John Rosenberg, Minding the Campus, Nov. 16, 2010
In “A Supportive Nudge for Minority Graduate Students on the Path to a Ph.D.,” the Chronicle of Higher Education recently reported on the Compact for Faculty Diversity‘s annual Institute on Teaching and Mentoring. The Compact for Faculty Diversity has what its web site acknowledges is “a simple goal: to increase the number of minority students who earn doctoral degrees and become college and university faculty.” The Institute on Teaching and Mentoring, now in its 17th year, “has become the largest gathering of minority doctoral scholars in the country.” Its goal, as the Chronicle reported, is “to increase the number of underrepresented minority students who earn doctoral degrees and become faculty members.”

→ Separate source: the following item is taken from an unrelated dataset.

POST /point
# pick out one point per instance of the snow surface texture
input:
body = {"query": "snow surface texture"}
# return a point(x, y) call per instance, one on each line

Both the Institute and the Compact are closely affiliated with the Southern Regional Education Board (SREB), whose State Doctoral Scholars Program is the “primary coordinator” of their activities, hosts the annual Institute, and provides financial assistance to doctoral scholars. And who is eligible for SREB doctoral scholarships? Its Am I Eligible? site explains: “Yes! If you . . .” are a Ph.D. candidate, within the first year of the Ph.D. program or are expecting admission, have completed all course work and preliminary exams, are a U.S. citizen or legal permanent resident, etc., etc., and “are a member of a racial or ethnic minority (including African-American, Asian American, Hispanic/Latin American, Native American or others). . ..” [Emphasis added]
The SREB’s State Doctoral Scholars Program has support from The Pew Charitable Trusts and the Ford Foundation, organizations that, like the Bill and Melinda Gates Foundation with its Gates Millennium Scholars, seem to leave few race preference programs unfunded (behavior that, I’ve argued here and elsewhere, should make them lose their tax exemptions for the same reasons Bob Jones University did).
The Southern Regional Education Board, however, is supported by more than liberal foundations promoting race preference policies; it is also intimately imbued and entwined with state action.
SREB is a nonprofit, nonpartisan organization that works with 16 member states to improve public pre-K-12 and higher education. Founded by the region’s governors and legislators in 1948, SREB was America’s first interstate compact for education. Today it is the only regional education compact that works directly with state leaders, schools and educators to improve teaching, learning and student achievement at every level of education. . ..
SREB is governed by a Board that includes the governor and four gubernatorial appointees from each member state, including at least one state legislator and one educator. Click on your state at the top right of this page for more details on how SREB serves your state. It is supported by annual appropriations from the member states and by funds from philanthropic foundations and state and federal agencies.
The current Chair is North Carolina Governor Beverly Perdue; its past chairman was Governor (now Senator-elect) Joe Manchin of West Virginia. In SREB’s current Annual Report, SREB President Dave Spence emphasized this governmental support:
SREB is about our 16 states and their education policy leaders. We have been so fortunate to have our states continue to support SREB even in these tough economic times and to continue to have the dedicated support of so many Board and Legislative Advisory Council members who have a special affinity for SREB.
Thus, unless I’m missing something, it seems clear that these sixteen states are at least indirectly funding racially restrictive scholarship, and many of those states are subject to the jurisdiction of the United States Court of Appeals for the Fourth Circuit, which in Podberesky v. Kirwan, 38 F.3d 147 (1994), specifically prohibited such scholarships.
Can states fund through third parties activities that they are prohibited from doing directly?